I sent this to you on Twitter, but I wanted to say it here, too: What kind of people have the delusion that you would do anything to affect their pay? Not only is that a horrible thing to do as a person, it would mean that you're really, really unprofessional. And I know that you and I aren't BFFs or anything, but I've been working with you for quite a few years and you are so far from unprofessional.

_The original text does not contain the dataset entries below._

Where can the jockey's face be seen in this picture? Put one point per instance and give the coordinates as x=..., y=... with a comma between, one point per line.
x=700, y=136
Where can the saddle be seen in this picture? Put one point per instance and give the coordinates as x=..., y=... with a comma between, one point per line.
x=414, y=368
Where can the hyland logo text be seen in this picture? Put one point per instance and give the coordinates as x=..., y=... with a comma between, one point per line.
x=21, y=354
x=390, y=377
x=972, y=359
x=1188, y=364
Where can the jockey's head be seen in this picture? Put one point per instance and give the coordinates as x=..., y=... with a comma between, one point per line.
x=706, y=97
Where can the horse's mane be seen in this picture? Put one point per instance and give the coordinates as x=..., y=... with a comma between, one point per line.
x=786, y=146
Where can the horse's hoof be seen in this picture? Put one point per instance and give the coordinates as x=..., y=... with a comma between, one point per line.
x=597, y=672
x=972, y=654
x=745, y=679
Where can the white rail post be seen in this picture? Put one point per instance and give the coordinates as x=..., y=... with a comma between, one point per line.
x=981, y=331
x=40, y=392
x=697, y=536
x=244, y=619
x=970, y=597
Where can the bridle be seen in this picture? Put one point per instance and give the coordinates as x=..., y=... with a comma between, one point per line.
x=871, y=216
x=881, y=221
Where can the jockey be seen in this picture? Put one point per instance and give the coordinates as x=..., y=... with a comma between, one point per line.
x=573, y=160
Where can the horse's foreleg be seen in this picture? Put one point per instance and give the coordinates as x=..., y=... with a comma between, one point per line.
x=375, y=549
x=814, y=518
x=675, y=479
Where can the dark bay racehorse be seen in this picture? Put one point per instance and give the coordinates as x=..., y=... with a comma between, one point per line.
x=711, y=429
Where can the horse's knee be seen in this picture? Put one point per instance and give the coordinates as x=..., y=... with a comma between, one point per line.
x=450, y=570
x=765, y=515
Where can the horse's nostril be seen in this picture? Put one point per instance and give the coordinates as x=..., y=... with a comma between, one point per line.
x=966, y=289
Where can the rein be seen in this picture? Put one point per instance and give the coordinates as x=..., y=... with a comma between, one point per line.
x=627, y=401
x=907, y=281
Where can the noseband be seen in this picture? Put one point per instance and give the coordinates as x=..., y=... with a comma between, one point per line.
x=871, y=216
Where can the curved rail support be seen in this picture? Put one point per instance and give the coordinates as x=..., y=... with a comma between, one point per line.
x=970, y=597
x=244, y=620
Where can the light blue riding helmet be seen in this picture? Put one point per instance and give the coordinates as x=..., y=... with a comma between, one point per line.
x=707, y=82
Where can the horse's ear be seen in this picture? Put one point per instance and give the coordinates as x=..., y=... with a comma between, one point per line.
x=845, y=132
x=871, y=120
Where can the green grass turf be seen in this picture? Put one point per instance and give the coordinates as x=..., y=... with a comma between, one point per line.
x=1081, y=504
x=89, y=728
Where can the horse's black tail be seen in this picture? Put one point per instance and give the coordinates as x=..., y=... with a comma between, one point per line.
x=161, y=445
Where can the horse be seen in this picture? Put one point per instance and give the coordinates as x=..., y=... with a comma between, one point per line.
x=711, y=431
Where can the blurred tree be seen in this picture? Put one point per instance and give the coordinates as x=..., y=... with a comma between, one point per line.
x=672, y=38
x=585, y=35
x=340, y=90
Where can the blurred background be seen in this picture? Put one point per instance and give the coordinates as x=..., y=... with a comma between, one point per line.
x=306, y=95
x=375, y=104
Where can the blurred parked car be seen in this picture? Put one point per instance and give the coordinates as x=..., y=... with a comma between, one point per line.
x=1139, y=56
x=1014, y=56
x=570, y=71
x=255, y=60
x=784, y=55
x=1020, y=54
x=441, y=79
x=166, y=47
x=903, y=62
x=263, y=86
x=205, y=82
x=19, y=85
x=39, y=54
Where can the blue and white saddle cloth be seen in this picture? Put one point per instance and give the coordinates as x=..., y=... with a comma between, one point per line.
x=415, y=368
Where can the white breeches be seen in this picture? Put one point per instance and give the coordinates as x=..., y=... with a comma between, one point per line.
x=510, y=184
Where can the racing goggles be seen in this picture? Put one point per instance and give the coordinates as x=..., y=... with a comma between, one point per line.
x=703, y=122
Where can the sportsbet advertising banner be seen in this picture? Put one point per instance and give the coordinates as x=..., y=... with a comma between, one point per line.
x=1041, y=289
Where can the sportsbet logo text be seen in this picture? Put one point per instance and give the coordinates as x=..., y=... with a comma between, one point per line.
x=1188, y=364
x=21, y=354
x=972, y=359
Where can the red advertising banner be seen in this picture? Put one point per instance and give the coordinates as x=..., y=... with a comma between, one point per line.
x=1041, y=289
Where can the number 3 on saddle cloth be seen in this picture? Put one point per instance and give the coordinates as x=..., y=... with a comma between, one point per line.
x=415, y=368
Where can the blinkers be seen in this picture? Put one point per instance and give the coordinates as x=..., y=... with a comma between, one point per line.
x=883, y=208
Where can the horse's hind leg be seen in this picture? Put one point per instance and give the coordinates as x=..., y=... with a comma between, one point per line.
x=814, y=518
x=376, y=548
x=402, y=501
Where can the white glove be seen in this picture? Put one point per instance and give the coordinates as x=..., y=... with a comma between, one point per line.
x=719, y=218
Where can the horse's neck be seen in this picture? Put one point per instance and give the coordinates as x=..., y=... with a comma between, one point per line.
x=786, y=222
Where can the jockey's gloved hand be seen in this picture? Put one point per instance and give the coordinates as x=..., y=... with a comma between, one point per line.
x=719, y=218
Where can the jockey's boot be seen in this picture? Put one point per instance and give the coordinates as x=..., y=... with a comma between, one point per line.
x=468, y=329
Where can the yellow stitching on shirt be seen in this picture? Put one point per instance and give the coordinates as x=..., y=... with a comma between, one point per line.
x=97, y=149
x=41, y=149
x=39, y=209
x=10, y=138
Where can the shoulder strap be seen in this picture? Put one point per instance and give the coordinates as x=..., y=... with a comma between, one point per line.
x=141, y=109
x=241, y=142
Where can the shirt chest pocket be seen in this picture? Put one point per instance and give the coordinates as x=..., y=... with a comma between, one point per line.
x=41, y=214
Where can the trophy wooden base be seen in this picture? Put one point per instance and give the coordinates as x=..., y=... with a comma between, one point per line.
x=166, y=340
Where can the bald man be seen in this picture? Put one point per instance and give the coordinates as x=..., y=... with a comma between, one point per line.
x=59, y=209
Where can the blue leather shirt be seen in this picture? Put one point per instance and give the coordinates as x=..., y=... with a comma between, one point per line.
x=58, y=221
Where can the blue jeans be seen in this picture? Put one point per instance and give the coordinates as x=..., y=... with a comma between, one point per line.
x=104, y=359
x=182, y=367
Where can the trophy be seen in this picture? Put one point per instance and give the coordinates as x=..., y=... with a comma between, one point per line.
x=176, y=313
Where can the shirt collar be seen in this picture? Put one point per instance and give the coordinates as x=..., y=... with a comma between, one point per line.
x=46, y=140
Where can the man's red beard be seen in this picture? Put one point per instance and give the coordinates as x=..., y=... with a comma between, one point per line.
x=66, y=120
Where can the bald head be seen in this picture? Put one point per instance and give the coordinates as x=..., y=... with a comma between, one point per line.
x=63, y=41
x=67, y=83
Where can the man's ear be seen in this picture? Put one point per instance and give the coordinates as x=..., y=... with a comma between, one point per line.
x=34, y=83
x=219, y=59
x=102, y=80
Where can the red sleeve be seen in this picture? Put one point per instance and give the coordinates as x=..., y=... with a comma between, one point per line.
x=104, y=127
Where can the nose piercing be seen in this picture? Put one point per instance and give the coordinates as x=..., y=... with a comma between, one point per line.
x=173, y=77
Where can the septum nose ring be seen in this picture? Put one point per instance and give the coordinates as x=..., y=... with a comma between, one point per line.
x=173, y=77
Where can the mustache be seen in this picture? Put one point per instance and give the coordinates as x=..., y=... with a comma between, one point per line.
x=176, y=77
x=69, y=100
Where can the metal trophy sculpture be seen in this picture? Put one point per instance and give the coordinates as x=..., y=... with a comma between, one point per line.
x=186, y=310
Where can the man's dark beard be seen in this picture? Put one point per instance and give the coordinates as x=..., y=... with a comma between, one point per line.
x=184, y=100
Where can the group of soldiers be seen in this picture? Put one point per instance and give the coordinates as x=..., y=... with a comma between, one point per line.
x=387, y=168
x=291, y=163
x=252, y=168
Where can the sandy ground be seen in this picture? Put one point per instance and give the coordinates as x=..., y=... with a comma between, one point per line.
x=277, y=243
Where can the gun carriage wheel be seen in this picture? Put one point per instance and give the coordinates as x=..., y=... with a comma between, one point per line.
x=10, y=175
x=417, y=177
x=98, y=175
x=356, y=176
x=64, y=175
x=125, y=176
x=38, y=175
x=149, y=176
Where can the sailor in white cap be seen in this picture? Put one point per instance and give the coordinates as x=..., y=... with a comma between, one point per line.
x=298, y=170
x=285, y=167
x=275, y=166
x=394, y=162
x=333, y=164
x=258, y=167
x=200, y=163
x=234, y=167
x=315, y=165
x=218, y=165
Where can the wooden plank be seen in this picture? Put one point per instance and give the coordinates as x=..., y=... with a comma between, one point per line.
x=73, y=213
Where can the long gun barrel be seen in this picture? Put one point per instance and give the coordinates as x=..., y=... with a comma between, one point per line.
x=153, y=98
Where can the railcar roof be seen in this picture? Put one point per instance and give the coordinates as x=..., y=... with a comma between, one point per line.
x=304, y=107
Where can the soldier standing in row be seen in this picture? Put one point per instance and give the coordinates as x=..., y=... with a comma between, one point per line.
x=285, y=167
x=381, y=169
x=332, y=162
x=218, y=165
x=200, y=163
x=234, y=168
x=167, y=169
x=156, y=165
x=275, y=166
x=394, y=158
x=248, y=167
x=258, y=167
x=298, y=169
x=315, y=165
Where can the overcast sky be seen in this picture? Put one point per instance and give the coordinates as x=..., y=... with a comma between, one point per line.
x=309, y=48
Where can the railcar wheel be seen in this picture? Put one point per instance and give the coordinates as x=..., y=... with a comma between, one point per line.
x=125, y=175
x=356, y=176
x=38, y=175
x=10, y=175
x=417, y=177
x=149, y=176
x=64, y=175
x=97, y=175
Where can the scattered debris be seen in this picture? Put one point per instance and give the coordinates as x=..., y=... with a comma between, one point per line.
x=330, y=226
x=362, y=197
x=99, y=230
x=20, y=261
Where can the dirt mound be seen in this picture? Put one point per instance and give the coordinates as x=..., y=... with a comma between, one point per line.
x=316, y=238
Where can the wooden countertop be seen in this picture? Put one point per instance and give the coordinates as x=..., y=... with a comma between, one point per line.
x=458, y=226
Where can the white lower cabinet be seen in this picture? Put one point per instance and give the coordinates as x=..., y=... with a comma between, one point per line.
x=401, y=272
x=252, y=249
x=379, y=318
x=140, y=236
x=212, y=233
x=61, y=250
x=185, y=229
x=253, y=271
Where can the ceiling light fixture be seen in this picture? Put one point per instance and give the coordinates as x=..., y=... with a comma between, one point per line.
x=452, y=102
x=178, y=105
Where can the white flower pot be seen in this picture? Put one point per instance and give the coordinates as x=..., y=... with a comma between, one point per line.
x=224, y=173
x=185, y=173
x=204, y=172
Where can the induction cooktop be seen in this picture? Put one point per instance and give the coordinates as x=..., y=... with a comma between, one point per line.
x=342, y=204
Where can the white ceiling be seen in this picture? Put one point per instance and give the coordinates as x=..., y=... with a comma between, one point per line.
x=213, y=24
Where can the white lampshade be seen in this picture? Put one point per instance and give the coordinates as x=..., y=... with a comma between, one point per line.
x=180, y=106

Sorry you are going through all this. Some people can be really thoughtless and not know or care how their actions hurt other people. They only care about themselves.
I hope things get better for you.

I seem to be using the term flabbergasted a lot this week o.O but I am.
Whenever I've dealt with you regard blogs and everything you've always been extremely helpful and have actually gone out of your way to help me to survive with regards income and what-not in fact you actually recommended me to places to get more money or save money and from what I've seen always do the same with others.
I can't understand why anyone would think otherwise, you always go out of your way for others which I've regarded as outstanding considering the amount you go through all the time with regards your health, pain level and situation.

I hope that you can get some chill time. Wishing you all the best.

I am so sorry. Anyone who would think this obviously does not know you very well. You have, on MANY occasions helped me, a total stranger, actually earn money. I have a hard time wrapping my head around anyone actually thinking/saying that.

Again, I'm sorry. I do hope you were able to rest, relax, or at least find a good movie.